Asked if she was directly calling China a “thuggish regime,” she responded, “Yeah.”
Ortagus was referring to Julie Eadeh, a political counselor at the U.S. consulate in Hong Kong. The Hong Kong-based Ta Kung Pao newspaper, which is linked to China’s Communist Party, published a photo of Eadeh meeting with opposition leaders in Hong Kong, along with two other photographs of her. One showed her holding up an image of a child and the other showed her in a helmet and flak jacket.
Zhao Lijian, China’s deputy ambassador in Islamabad, Pakistan, linked to a series of photos and tweeted: “Embarrassing! The black hand was caught red-handed!’ He also called Eadeh “a subversion expert at the State Department.”
Earlier Thursday, the Chinese liaison office in Hong Kong said it had formally protested to the U.S. over Eadeh’s meetings. China’s foreign ministry has previously said the ongoing unrest in Hong Kong was “the creation of the U.S.”
Ortagus’ accusation is “defamation and slander” and reflects a “bandit logic,” the Office of the Commissioner of China’s Ministry of Foreign Affairs in Hong Kong said in a statement on Friday.

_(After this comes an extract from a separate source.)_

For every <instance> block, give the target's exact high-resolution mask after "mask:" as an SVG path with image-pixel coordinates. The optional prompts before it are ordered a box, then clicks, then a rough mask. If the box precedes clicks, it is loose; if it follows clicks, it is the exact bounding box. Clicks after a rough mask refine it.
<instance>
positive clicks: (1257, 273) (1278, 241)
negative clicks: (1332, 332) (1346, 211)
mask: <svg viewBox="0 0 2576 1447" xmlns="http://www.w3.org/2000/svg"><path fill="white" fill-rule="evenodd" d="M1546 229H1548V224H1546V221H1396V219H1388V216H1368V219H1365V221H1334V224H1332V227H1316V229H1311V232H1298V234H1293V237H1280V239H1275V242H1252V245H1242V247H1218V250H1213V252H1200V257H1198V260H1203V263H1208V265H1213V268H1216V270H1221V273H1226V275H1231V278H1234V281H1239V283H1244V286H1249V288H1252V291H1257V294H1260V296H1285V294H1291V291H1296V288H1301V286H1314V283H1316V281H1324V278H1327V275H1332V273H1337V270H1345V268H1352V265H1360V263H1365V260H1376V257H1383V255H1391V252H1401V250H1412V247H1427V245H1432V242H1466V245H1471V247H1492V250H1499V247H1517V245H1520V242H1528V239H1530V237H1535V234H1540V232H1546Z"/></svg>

The comments “expose the U.S.’s hegemonic thinking,” which China strongly resents and resolutely opposes, it said.
Protests have continued in Hong Kong for nine weeks, first over a since-suspended bill that would have allowed extraditions to mainland China, and later expanding to calls for greater democracy. Ortagus called the meeting with protesters a routine part of any American diplomat’s job.
Criticism of Hong Kong’s crackdown on protests by U.S. officials has escalated, although President Donald Trump has tended to dismiss the issue in his comments.
“Something is probably happening with Hong Kong, because when you look at, you know, what’s going on, they’ve had riots for a long period of time,” Trump told reporters last week, saying the issue was “between Hong Kong and China.”